Il ouvrit les bras, et
inspira.
- Nous avions dix ans. Le jour d'une fête de la ville. Des hommes en blancs sont arrivés à Faier-Hayrdhann. Et Karly est entré dans la chambre, ainsi que des hommes. Durant cette journée, nous avons découverts que nous possédions des dons enfouis. Des dons difficilement manipulables... Presque abstraits. Ensuite, -il marqua une pause-, Karly a disparu en nous ordonnant de travailler pendant trois ans, de chercher quelque chose... Puis, il a dit qu'on devait trouver l'essence même de l'Heimer. Ces trois passés, nous vous avons rencontré. Pendant sept mois, nous avons voyagé dans le but de nous rendre à Reiche Stadt. Et maintenant. Maintenant que nous somme ici, que nous avons quatorze ans, que faisons-nous ?
Ces derniers mots étaient
tombés dans l'esprit de tous, tranchants comme des épées. Personne
ne pouvait répondre.
Sauf Elyo.
- Cherchons-le.
Il avait redressé son
visage sombre, ou les flammes se reflétaient. Avec un sourire.

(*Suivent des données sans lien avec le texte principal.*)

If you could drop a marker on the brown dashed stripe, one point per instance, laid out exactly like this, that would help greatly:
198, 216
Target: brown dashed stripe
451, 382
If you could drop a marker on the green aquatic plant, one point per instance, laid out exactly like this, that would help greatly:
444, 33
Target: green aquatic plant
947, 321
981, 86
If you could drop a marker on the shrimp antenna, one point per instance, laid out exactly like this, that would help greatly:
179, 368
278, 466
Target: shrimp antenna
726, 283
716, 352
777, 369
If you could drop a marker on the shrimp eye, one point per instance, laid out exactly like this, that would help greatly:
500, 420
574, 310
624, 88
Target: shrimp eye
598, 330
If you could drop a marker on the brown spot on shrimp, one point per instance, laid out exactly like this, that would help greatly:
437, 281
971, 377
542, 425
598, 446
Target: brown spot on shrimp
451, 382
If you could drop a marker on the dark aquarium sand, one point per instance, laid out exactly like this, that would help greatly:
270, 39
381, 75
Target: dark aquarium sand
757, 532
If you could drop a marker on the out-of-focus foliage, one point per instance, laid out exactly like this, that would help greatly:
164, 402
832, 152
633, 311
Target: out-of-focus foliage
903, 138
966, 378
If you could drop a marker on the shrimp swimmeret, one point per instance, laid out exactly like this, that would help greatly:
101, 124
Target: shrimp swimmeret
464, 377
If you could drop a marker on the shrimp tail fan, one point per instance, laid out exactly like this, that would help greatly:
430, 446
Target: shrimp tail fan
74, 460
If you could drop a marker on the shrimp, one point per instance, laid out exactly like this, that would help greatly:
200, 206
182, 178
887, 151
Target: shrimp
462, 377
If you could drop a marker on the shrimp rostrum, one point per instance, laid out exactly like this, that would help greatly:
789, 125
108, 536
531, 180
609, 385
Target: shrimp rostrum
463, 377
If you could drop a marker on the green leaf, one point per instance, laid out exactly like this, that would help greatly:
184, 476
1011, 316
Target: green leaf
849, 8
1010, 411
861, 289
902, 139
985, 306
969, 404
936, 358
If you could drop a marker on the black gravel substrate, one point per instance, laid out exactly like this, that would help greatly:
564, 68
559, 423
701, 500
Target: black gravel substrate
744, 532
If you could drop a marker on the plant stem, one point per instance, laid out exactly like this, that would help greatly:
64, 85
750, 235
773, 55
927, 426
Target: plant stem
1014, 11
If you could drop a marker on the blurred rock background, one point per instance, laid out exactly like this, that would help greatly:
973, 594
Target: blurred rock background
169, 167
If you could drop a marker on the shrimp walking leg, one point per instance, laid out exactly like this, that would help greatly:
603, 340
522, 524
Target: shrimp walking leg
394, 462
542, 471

- Cherchons notre professeur.
Willan s'interdit de le
chercher du regard. Il fixa ses yeux émeraude sur les flammes
crépitant. Elles réchauffaient doucement son visage.
- Oui. Allons le trouver.
Bleue rompit doucement le
silence qui de nouveau s'était installé.
- Où est-il ? Qui est-il ? Ce sont deux questions importantes dont je n'ai pas la réponse.
Fline tourna ses yeux de
cristal vers les deux jumeaux, qui murés dans un silence
impénétrable, ne bronchaient plus.
- C'est … quelqu’un a partir du moment où il nous a donné son nom, à considéré qu’il n’était pas nécessaire d’en rajouter plus.
- Pourquoi donc ?
Willan soutint un instant
le suspens, mais pas par plaisir. Il frissonna au souvenir de leur
rencontre avec cet homme. L'impression qu'il leur avait faite avait
été tout sauf... normale.
Son regard revint
rapidement vers Elyo. Comme lui, les yeux verts étaient fixés sur
l'autre.
- Je pense qu'il devait savoir que nous n'en aurions pas besoin.
Bleue sursauta. Elle fixa
son regard brulant sur Elyo.
- Et pourquoi cela ? Il se croit aussi unique pour qu'avec un seul nom on puisse le retrouver ?
A sa grande surprise,
Elyo et Willan eurent le même sourire. Un sourire que l'on a
lorsqu'on sait une chose. Une chose que les autres ignorent.
- En fait, je crois qu'il ne s'attend pas a se qu'on vienne le retrouver...
Elyo tourna son visage
vers elle.
- Notre cher professeur... a pour nom Villi Tylmaridior.